Hang on, haven't we always taught children not to play in the road? Steve, you seem to be suggesting people should be allowed to just wander into the road without looking and play hopscotch. We wouldn't encourage people to play on railway lines and we shouldn't encourage them to play in the road. Streets were engineered for sharing - roads are for vehicles and cycles, pavements for pedestrians and that works if everyone behaves appropriately. Playing on pavements would be ok but perhaps what we really need is parks and recreation spaces for children to play in?
Dave, Leeds

Agree (16) | Disagree (3)


I'm afraid your comment "slower traffic encourages pedestrians and cyclists to take less care" smacks of victim blaming.

Shouldn't they be allowed to relax? Shouldn't roads be engineered to promote community and safety? Why should roads be engineered to prioritise motor vehicles at the expense of people?
Steve, Merseyside

Agree (16) | Disagree (6)

I don’t think the prevailing speed limit in a residential road means anything to children ‘playing’ in or adjoining a road. Their level of safety awareness - if it exists at all in some - does not vary according to the perceived speed of traffic - it will only be to the degree which has hopefully already been drummed into them by parents and teachers.

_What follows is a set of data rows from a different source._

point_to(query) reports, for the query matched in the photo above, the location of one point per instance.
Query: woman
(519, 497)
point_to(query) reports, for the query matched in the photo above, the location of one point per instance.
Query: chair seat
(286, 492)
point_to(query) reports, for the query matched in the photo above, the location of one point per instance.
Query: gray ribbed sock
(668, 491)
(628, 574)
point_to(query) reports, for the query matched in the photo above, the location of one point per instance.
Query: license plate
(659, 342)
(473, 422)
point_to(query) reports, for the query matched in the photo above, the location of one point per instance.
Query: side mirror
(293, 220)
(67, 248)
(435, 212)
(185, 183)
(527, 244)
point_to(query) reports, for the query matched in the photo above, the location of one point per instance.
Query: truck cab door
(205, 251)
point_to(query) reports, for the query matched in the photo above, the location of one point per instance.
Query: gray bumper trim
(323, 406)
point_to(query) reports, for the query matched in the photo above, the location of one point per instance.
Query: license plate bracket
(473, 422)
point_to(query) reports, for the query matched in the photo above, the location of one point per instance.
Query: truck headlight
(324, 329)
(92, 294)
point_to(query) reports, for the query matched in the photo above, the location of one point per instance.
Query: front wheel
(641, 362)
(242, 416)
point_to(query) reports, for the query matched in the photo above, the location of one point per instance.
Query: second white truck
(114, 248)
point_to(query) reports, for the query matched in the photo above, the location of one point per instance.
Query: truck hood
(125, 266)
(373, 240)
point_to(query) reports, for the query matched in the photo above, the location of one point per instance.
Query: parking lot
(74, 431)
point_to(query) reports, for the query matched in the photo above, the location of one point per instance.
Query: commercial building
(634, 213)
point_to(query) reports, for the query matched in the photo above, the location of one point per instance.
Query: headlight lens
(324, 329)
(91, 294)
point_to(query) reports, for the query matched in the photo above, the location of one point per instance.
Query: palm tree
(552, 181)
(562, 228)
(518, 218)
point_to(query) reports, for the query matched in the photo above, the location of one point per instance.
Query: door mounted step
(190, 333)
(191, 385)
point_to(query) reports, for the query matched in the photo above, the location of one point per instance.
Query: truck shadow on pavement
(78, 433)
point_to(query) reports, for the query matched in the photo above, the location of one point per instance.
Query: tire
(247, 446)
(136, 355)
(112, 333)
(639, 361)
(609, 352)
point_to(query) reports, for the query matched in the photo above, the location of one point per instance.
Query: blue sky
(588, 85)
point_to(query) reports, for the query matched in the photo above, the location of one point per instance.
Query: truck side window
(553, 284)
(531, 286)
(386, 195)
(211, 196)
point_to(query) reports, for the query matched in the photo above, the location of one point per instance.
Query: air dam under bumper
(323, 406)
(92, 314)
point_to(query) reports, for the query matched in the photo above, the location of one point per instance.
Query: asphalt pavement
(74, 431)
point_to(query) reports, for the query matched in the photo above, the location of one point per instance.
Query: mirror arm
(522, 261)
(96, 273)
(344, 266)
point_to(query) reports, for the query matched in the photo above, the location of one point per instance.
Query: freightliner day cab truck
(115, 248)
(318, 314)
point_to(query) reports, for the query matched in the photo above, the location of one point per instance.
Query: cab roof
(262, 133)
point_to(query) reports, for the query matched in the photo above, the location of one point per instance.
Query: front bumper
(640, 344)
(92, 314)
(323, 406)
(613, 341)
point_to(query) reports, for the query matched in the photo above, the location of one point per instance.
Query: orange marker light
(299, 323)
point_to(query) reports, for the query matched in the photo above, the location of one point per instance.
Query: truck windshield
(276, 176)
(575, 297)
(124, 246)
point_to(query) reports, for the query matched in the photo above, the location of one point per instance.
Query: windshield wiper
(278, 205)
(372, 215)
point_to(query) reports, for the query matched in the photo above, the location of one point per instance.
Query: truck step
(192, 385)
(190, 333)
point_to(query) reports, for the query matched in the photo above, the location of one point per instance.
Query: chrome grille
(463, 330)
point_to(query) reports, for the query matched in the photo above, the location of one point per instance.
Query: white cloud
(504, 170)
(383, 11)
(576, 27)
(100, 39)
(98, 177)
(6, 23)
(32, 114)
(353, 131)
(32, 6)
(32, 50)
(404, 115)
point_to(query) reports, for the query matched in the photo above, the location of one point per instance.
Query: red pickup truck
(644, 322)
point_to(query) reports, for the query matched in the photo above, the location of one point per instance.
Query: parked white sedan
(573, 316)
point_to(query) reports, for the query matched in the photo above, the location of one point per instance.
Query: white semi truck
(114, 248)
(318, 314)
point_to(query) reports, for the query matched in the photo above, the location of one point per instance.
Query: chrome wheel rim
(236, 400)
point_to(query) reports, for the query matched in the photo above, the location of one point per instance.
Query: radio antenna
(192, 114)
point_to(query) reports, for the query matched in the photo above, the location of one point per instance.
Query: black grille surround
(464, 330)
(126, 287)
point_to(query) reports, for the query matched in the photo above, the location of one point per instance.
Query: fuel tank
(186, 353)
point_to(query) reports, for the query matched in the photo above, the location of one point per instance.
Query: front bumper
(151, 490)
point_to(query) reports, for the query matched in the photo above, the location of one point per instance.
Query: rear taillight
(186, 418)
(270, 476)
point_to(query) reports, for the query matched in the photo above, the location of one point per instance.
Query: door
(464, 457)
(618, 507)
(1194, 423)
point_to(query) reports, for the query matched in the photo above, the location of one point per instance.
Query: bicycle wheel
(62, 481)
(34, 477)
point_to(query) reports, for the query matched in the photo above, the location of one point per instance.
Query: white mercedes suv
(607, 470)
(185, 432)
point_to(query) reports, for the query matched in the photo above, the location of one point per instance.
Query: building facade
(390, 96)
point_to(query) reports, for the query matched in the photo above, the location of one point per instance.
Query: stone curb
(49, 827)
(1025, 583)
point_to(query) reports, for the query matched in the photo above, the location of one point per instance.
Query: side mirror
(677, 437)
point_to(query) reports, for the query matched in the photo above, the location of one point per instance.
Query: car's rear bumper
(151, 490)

Motorists therefore, have to assume that whether the limit is 20 or 30, children, due to their natural exuberance, are just as likely to run/cycle across roads between parked vehicles without warning and without looking, and if some motorists do not have the awareness to voluntarily reduce their speed to a precautionary level because of this possibility, then 20 as an upper limit does make sense. Better still - children should be discouraged from playing in a street – it’s a hazardous environment.
Hugh Jones, Cheshire

Agree (8) | Disagree (0)

Hugh is absolutely right on this one. This is precisely the nonsense promoted by 20mph proponents, based on the false premise that slower equals safer. They never factor in "slower traffic encourages pedestrians and cyclists to take less care" and actively ignore this.
Eric Bridgstock, Independent Road Safety Research, St Albans

Agree (6) | Disagree (14)

“People long for the days when the streets were filled with kids playing…” Really? That’s not what the roads are for and it is absurd to want to promote children playing in the street but at the same time want those very same streets to be ‘safer’. Bit of a conflict of interest I would have thought.